Most of us are dressed in yoga pants, though one of the students already has a pair of heels to dance in. As I look around, I realize something else I didn't take note of when I first walked in—the students range from women in their 50s and 60s down to their early 20s. It's a variety of different people, not just the typical dancer people might think of at a strip club.

Such diversity isn't what Prisma Avery, 27, the owner and founder of RISE Barre, necessarily thought would manifest. But she's thrilled it turned out that way.

She started her business in 2018 in the sunroom attached to her house, spurred by a love of both barre workouts and pole dancing. RISE quickly grew until she moved into the space it occupies now on Franklin Ave. Since then, it has expanded to "a lot" of students, seven instructors and nine front desk employees.

Avery sees pole dancing in particular as something that can be healing for women who have experienced trauma or felt trapped by society's patriarchal standards. (Raises hand!)

"There's a lot of trauma that we experience in life as women," Avery tells me sitting cross-legged on the wooden floors of her studio. "There's this box of what our sexuality is supposed to look like or just what we're supposed to look like as humans. Moving in this way, we're able to free ourselves and connect to ourselves even deeper."

Before taking pole dancing classes, I would have found the idea of it being healing or even spiritual in some way ridiculous since I equated it with being a stripper. But there is something truly empowering about taking something that comes with stigma, judgment and even a measure of danger (with most of the danger coming from predatory men) and instead making it something fun and using it as a way to connect with other women.

Avery, who was born and raised in Santa Fe, had the same experience in 2016 after moving to Las Vegas, Nevada, learning how to pole dance and working as a stripper.

"I felt like being a woman was really dangerous," she says. "I felt like being in touch with my feminine-ness overall was scary. So I started taking pole classes and stripping just as a way to be connected to my sensuality, but call the shots."

Although the poles take up a lot of space at RISE, Avery also offers barre, which is a ballet-inspired workout. Some of the other skills taught go along with pole dancing: Floorplay, which are dance moves best done with knee pads, and twerk classes, which I did not get the chance to try but wanted to as an addition to a pole routine.

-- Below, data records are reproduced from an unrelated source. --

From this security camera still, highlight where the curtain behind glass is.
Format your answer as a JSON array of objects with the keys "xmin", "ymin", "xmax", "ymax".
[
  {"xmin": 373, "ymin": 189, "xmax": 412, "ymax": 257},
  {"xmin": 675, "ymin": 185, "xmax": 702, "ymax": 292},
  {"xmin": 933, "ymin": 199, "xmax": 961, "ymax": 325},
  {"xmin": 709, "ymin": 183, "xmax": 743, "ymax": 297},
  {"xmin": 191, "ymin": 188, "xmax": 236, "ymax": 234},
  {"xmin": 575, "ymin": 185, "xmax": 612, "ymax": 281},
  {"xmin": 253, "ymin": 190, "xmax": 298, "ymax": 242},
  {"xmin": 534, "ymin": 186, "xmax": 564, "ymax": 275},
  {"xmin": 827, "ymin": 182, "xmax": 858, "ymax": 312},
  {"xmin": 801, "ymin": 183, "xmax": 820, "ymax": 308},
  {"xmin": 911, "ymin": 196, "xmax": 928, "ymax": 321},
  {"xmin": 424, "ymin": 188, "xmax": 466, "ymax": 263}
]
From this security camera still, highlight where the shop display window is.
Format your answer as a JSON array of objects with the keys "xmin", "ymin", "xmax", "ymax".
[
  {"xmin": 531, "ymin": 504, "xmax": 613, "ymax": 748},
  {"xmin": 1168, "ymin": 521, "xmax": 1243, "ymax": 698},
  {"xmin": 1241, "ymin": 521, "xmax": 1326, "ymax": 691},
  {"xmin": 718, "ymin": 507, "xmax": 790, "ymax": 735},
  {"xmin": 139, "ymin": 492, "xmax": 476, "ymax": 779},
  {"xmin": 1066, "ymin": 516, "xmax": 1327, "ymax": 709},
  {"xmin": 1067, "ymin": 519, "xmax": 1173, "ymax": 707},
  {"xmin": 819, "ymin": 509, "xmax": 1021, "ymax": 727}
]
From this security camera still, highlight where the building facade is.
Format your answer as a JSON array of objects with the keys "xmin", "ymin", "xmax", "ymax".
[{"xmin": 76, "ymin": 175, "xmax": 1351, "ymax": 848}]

Overall, I had a great experience in the pole dancing classes and would love to take more. My one sticking point—the price is steep.

For an unlimited recurring monthly membership of barre, yoga and introduction to pole classes, the cost is $110. A monthly membership that includes all of the classes including the upper level pole classes, it's $170. For just 10 upper level pole classes, it's $180. The monthly membership is clearly incentivized but for many in Santa Fe, it might be too much to spend every month but—Valentine's Day might be a good time to splurge.

Avery hopes to change that in the near future by moving into a bigger space that allows room for more students in each class and potentially a drop in price.

"I've also been playing with the idea of dropping that number significantly so then we can have more people in the studio," Avery says. "If the community wants us, we'll just keep going."